Let $K$ be a category and $F=(f_i:A_i\to B_i)_{i\in I}$ a family of morphisms in $K$. Say that an object $X$ is injective to $F$ if for each $i\in I$ and each $a:A_i\to X$ there exists a morphism $b:B_i\to X$ whose restriction along $f_i$ is $a$. The collection of all such objects $X$ (for given $F$) is called an injectivity class in $K$.

Any injectivity class in $[C^{op},Set]$ defines a property of objects of $C$: those objects $c$ for which the representable functor $C(-,c)$ lies in the injectivity class. Your various examples arise in this way:

  • For injectivity, just take all maps of the form $C(-,i):C(-,a)\to C(-,b)$ with $i:a\to b$ mono.
  • For terminal object, take all the maps $0\to C(-,a)$ and $\nabla:C(-,a+a)\to C(-,a)$ (where $\nabla$ is the codiagonal)
  • and similarly being formally smooth or formally unramified.

Your properties "of uniqueness type'' can be seen as a special case of those "of existence type'', by using codiagonal maps, as in the case of terminal object.

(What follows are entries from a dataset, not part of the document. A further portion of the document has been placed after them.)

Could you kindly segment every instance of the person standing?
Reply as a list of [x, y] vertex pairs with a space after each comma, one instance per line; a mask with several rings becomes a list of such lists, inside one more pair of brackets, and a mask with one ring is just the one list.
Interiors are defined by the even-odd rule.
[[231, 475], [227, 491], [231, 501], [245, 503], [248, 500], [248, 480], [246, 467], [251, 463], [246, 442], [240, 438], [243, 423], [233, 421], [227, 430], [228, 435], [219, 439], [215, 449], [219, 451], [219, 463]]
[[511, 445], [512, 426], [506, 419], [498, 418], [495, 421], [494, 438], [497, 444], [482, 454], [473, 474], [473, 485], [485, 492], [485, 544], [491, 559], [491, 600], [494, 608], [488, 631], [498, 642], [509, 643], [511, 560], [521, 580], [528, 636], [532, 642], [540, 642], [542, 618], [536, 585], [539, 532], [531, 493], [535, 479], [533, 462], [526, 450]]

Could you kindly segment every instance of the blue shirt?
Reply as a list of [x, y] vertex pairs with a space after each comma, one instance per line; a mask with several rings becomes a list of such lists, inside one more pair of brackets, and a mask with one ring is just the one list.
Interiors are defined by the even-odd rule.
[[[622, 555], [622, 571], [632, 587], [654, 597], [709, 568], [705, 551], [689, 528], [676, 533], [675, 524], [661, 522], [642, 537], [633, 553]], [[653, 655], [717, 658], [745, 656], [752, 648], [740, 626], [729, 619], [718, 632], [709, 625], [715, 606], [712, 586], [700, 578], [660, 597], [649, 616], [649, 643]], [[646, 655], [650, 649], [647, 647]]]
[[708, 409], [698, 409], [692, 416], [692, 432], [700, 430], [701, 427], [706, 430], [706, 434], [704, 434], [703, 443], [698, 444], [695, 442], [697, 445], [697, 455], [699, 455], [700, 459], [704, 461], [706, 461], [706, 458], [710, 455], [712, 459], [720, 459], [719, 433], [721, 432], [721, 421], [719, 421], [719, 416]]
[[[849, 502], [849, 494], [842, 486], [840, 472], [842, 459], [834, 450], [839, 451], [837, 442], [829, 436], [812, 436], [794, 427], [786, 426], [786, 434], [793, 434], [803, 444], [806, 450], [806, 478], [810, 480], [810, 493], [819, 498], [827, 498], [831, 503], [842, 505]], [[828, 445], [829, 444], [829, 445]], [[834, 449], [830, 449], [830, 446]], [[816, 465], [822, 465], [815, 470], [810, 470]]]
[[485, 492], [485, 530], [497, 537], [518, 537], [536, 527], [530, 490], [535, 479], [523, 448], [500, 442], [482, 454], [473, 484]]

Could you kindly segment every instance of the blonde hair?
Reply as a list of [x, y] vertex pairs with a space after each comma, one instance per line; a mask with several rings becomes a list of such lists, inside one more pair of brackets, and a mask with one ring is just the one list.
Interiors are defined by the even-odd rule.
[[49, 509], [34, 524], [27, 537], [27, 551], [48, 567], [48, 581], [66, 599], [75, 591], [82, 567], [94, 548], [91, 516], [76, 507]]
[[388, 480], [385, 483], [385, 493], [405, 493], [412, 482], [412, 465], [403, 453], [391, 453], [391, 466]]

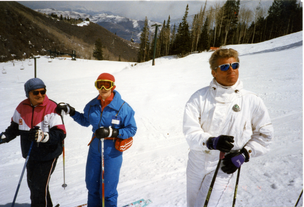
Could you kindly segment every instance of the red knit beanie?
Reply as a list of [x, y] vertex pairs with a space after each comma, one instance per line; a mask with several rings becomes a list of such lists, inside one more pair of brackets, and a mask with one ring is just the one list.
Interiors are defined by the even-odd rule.
[[[113, 81], [113, 82], [115, 82], [115, 78], [114, 78], [114, 76], [109, 73], [107, 73], [105, 72], [102, 73], [97, 78], [96, 80], [109, 80], [111, 81]], [[114, 86], [111, 89], [111, 90], [112, 92], [113, 92], [113, 90], [116, 87], [116, 86]]]

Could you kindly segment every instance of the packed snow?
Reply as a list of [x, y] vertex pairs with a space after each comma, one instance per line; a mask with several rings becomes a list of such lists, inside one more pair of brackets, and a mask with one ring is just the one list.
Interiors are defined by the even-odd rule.
[[[255, 44], [228, 45], [240, 54], [239, 78], [267, 107], [275, 129], [269, 152], [251, 158], [242, 168], [236, 206], [294, 206], [303, 188], [303, 33]], [[56, 58], [37, 59], [37, 77], [49, 97], [69, 103], [80, 112], [98, 92], [94, 82], [103, 72], [115, 78], [116, 89], [135, 111], [138, 130], [133, 146], [123, 153], [118, 190], [119, 207], [141, 198], [150, 207], [186, 206], [186, 169], [189, 148], [182, 132], [184, 108], [196, 90], [209, 85], [211, 52], [183, 58], [170, 56], [135, 63]], [[33, 61], [33, 60], [32, 60]], [[0, 132], [9, 125], [26, 98], [24, 85], [34, 77], [29, 60], [0, 63]], [[20, 67], [25, 66], [23, 70]], [[85, 181], [92, 128], [64, 116], [65, 179], [59, 157], [50, 181], [54, 205], [86, 203]], [[11, 205], [25, 162], [19, 137], [0, 145], [0, 207]], [[106, 169], [105, 169], [106, 170]], [[23, 176], [15, 206], [29, 207], [30, 192]], [[236, 173], [235, 174], [236, 174]], [[236, 174], [221, 206], [231, 206]], [[298, 206], [303, 205], [302, 197]]]

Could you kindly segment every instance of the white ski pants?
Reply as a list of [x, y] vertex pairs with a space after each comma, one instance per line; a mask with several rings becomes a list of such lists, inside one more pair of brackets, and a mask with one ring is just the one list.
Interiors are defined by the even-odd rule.
[[[218, 150], [190, 150], [187, 169], [187, 207], [204, 206], [219, 157]], [[233, 176], [233, 174], [223, 172], [220, 168], [223, 166], [221, 163], [209, 199], [209, 207], [219, 206], [220, 200]]]

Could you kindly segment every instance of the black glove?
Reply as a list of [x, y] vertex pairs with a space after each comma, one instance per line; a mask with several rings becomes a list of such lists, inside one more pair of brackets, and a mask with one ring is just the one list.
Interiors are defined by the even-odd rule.
[[217, 137], [209, 137], [206, 143], [209, 149], [217, 149], [221, 152], [228, 153], [234, 146], [231, 143], [234, 142], [234, 137], [227, 135], [220, 135]]
[[47, 136], [47, 135], [45, 135], [42, 130], [38, 128], [35, 128], [29, 130], [27, 139], [31, 141], [38, 142], [46, 142], [48, 140]]
[[102, 127], [95, 131], [95, 136], [99, 139], [106, 137], [117, 137], [118, 136], [118, 130], [112, 129], [111, 126], [109, 128]]
[[229, 153], [223, 160], [224, 166], [222, 167], [222, 170], [227, 174], [233, 173], [244, 162], [249, 161], [249, 153], [244, 148], [240, 152]]
[[4, 132], [1, 132], [1, 134], [0, 134], [0, 145], [3, 143], [5, 143], [6, 142], [5, 139], [6, 137], [4, 134]]
[[56, 112], [58, 114], [61, 114], [62, 110], [70, 114], [70, 116], [75, 115], [75, 109], [70, 105], [68, 103], [59, 103], [56, 107]]

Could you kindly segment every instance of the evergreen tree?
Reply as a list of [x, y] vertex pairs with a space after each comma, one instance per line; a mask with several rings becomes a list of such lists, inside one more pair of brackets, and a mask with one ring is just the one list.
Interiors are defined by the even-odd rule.
[[170, 35], [171, 33], [171, 30], [170, 28], [170, 15], [169, 15], [167, 20], [167, 24], [166, 25], [166, 30], [165, 30], [165, 46], [166, 51], [165, 56], [167, 56], [169, 54], [170, 47]]
[[150, 60], [149, 55], [150, 43], [149, 40], [149, 30], [148, 26], [148, 18], [146, 17], [144, 26], [142, 29], [140, 34], [140, 44], [139, 51], [137, 54], [137, 62], [142, 62]]
[[157, 58], [163, 57], [166, 55], [166, 21], [164, 20], [164, 23], [161, 30], [161, 33], [158, 36], [158, 48], [157, 48], [157, 55], [156, 55]]
[[98, 38], [95, 41], [94, 46], [93, 57], [98, 60], [103, 60], [102, 44], [101, 43], [101, 40], [100, 38]]
[[189, 25], [187, 20], [188, 10], [187, 4], [182, 21], [180, 24], [177, 31], [175, 42], [176, 47], [174, 51], [175, 54], [181, 54], [182, 56], [183, 56], [190, 51], [190, 33]]
[[207, 17], [203, 26], [198, 43], [198, 48], [200, 51], [208, 51], [210, 48], [208, 35], [208, 17]]
[[170, 51], [169, 54], [173, 54], [173, 51], [175, 50], [175, 45], [174, 44], [174, 43], [175, 42], [175, 39], [176, 37], [175, 31], [176, 31], [176, 26], [175, 25], [175, 23], [173, 26], [173, 30], [172, 30], [172, 35], [171, 37], [171, 45], [170, 46]]

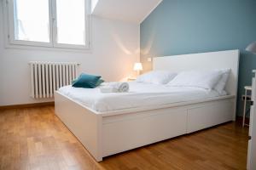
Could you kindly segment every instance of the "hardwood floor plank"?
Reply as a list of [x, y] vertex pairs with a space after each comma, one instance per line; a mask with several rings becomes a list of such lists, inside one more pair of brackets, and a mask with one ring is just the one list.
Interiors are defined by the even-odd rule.
[[0, 110], [0, 169], [246, 169], [248, 129], [225, 123], [96, 162], [54, 106]]

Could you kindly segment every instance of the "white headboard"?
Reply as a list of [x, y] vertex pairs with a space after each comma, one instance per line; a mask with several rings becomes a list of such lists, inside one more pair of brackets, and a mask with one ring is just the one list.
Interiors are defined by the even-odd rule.
[[230, 68], [231, 72], [225, 88], [226, 92], [236, 95], [239, 67], [239, 50], [218, 51], [157, 57], [153, 60], [154, 70], [180, 72], [189, 70], [214, 70]]

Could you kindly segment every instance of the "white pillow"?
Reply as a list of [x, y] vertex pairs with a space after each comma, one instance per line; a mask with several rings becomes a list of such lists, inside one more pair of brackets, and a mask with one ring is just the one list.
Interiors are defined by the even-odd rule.
[[220, 71], [189, 71], [180, 72], [167, 85], [212, 89], [221, 76]]
[[177, 73], [168, 71], [152, 71], [139, 76], [136, 82], [154, 84], [166, 84], [172, 80], [176, 76]]
[[218, 82], [216, 84], [216, 86], [214, 87], [214, 89], [218, 93], [218, 94], [223, 94], [223, 91], [226, 86], [229, 76], [230, 76], [230, 69], [223, 69], [220, 70], [220, 71], [222, 71], [222, 76], [218, 81]]

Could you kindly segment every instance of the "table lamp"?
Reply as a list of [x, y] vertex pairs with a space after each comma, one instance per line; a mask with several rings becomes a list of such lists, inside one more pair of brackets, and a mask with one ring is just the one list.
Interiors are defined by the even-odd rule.
[[137, 71], [137, 76], [140, 75], [140, 71], [143, 71], [143, 65], [142, 63], [135, 63], [133, 66], [133, 70]]
[[246, 50], [256, 54], [256, 42], [250, 43], [247, 47]]

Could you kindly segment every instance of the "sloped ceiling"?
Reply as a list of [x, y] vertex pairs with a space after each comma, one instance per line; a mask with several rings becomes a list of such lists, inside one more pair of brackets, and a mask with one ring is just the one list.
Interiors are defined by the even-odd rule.
[[92, 0], [92, 14], [140, 24], [162, 0]]

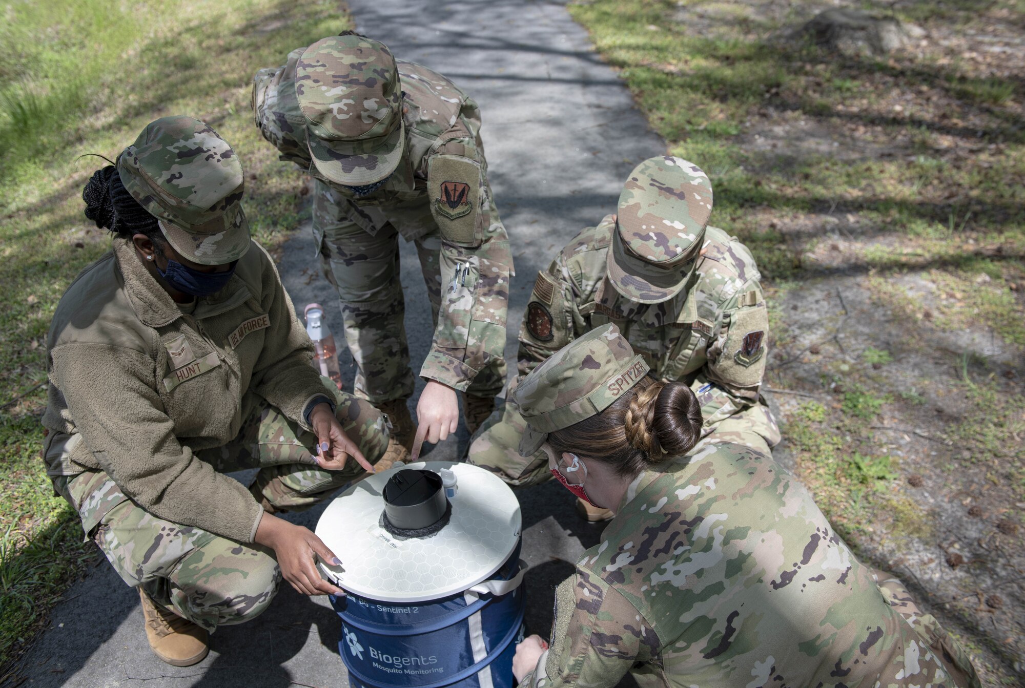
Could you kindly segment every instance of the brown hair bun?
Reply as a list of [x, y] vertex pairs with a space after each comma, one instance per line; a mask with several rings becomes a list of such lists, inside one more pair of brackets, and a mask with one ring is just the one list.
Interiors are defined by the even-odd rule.
[[701, 437], [701, 407], [690, 387], [653, 382], [630, 399], [623, 417], [626, 441], [647, 463], [687, 454]]

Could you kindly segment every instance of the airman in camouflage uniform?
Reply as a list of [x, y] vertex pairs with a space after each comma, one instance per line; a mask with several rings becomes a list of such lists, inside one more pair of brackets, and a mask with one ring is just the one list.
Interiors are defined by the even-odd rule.
[[[520, 329], [518, 380], [614, 322], [656, 377], [691, 385], [704, 442], [768, 453], [779, 430], [758, 395], [769, 328], [761, 275], [743, 244], [706, 226], [711, 208], [711, 184], [696, 165], [672, 157], [638, 165], [618, 214], [581, 231], [538, 273]], [[474, 438], [470, 463], [512, 485], [547, 480], [541, 453], [517, 451], [524, 429], [506, 400]]]
[[442, 75], [346, 34], [256, 73], [256, 125], [315, 179], [314, 244], [338, 291], [357, 395], [412, 439], [401, 235], [416, 245], [436, 322], [420, 376], [465, 392], [473, 432], [504, 384], [512, 273], [481, 113]]
[[[269, 514], [364, 476], [356, 449], [378, 462], [388, 443], [384, 416], [311, 365], [313, 343], [249, 238], [243, 186], [238, 157], [206, 124], [148, 125], [86, 185], [113, 251], [72, 283], [47, 338], [47, 474], [144, 593], [154, 651], [179, 665], [205, 656], [207, 631], [274, 597], [284, 546], [257, 544], [279, 520]], [[181, 291], [172, 263], [223, 282]], [[248, 488], [224, 475], [245, 468], [260, 469]]]
[[[608, 325], [538, 365], [515, 392], [524, 451], [550, 451], [548, 433], [630, 393], [637, 361]], [[959, 645], [762, 449], [710, 443], [648, 466], [617, 476], [615, 518], [559, 586], [550, 647], [525, 641], [537, 659], [521, 686], [611, 687], [626, 673], [642, 688], [980, 685]]]

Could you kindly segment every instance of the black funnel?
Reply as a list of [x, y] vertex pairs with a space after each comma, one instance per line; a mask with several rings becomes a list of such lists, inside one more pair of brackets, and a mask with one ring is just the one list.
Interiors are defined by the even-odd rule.
[[430, 528], [442, 520], [449, 507], [442, 478], [434, 471], [412, 468], [397, 471], [384, 485], [383, 497], [385, 523], [400, 531]]

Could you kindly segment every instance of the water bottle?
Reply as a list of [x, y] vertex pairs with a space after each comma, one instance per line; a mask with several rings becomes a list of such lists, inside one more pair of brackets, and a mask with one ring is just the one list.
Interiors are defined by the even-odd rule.
[[341, 389], [341, 371], [338, 369], [338, 348], [334, 344], [334, 336], [324, 321], [324, 306], [311, 303], [302, 311], [306, 316], [306, 334], [313, 340], [314, 368], [325, 378], [331, 378]]

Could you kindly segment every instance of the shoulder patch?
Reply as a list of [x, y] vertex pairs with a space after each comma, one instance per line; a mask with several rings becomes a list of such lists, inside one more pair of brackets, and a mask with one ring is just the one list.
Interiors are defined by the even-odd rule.
[[546, 273], [538, 272], [537, 280], [534, 281], [534, 296], [550, 306], [555, 295], [555, 282]]
[[527, 304], [527, 331], [539, 342], [550, 342], [556, 335], [552, 332], [554, 320], [551, 311], [540, 301]]
[[427, 164], [430, 213], [442, 238], [457, 246], [479, 244], [481, 168], [468, 158], [436, 155]]
[[765, 333], [762, 330], [748, 332], [740, 342], [740, 348], [733, 354], [733, 359], [740, 365], [747, 368], [762, 357], [765, 349], [762, 348], [762, 339]]

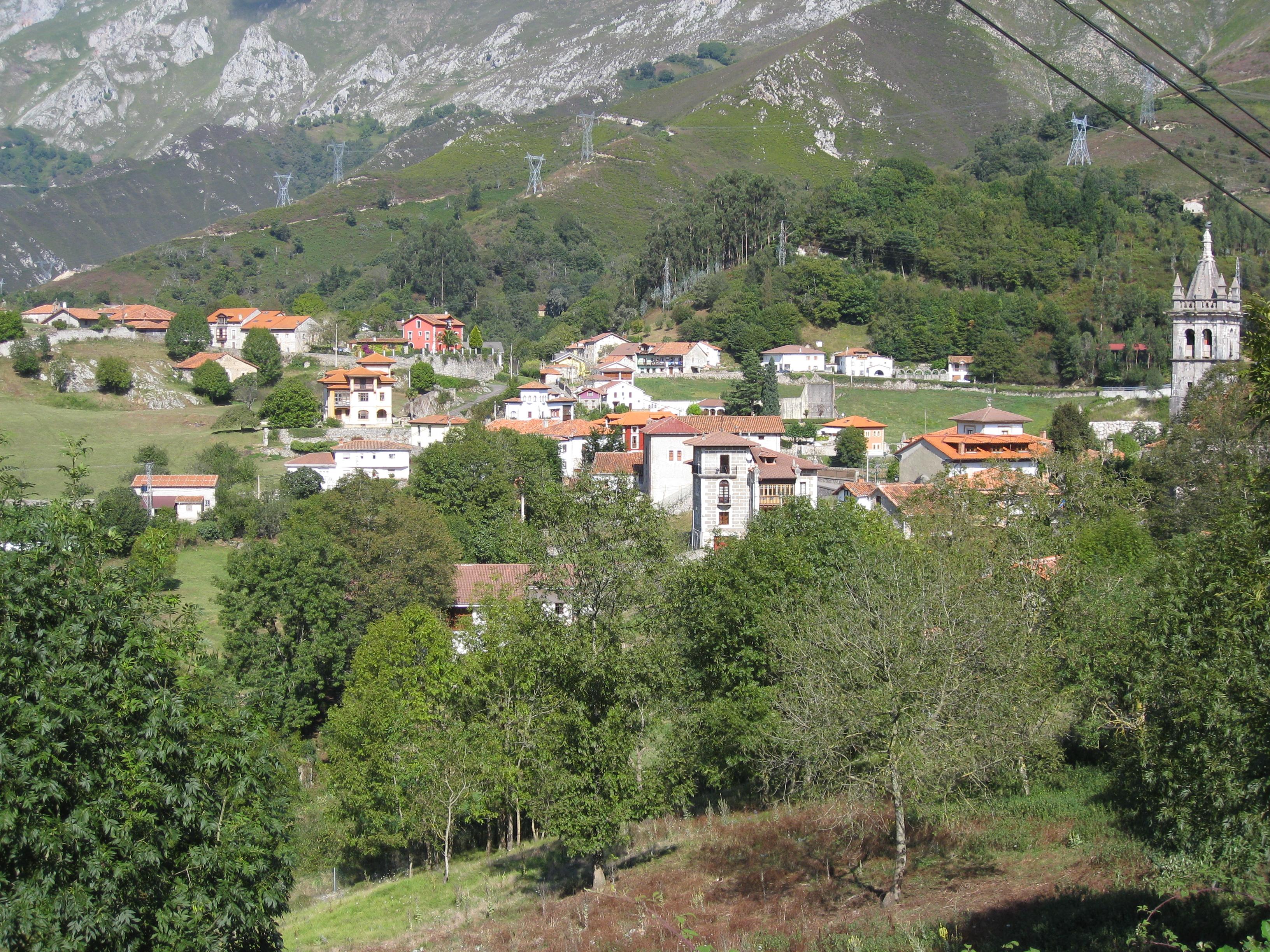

Of course in the first example, of injectivity, you could just as well work in the original category $C$ itself, rather than $[C^{op},Set]$. More generally, you would always be able to do this if $C$ had colimits.

You will get better properties if the family of morphisms defining the injectivity class is, or can be taken to be, small. Not sure if this is important for your purposes.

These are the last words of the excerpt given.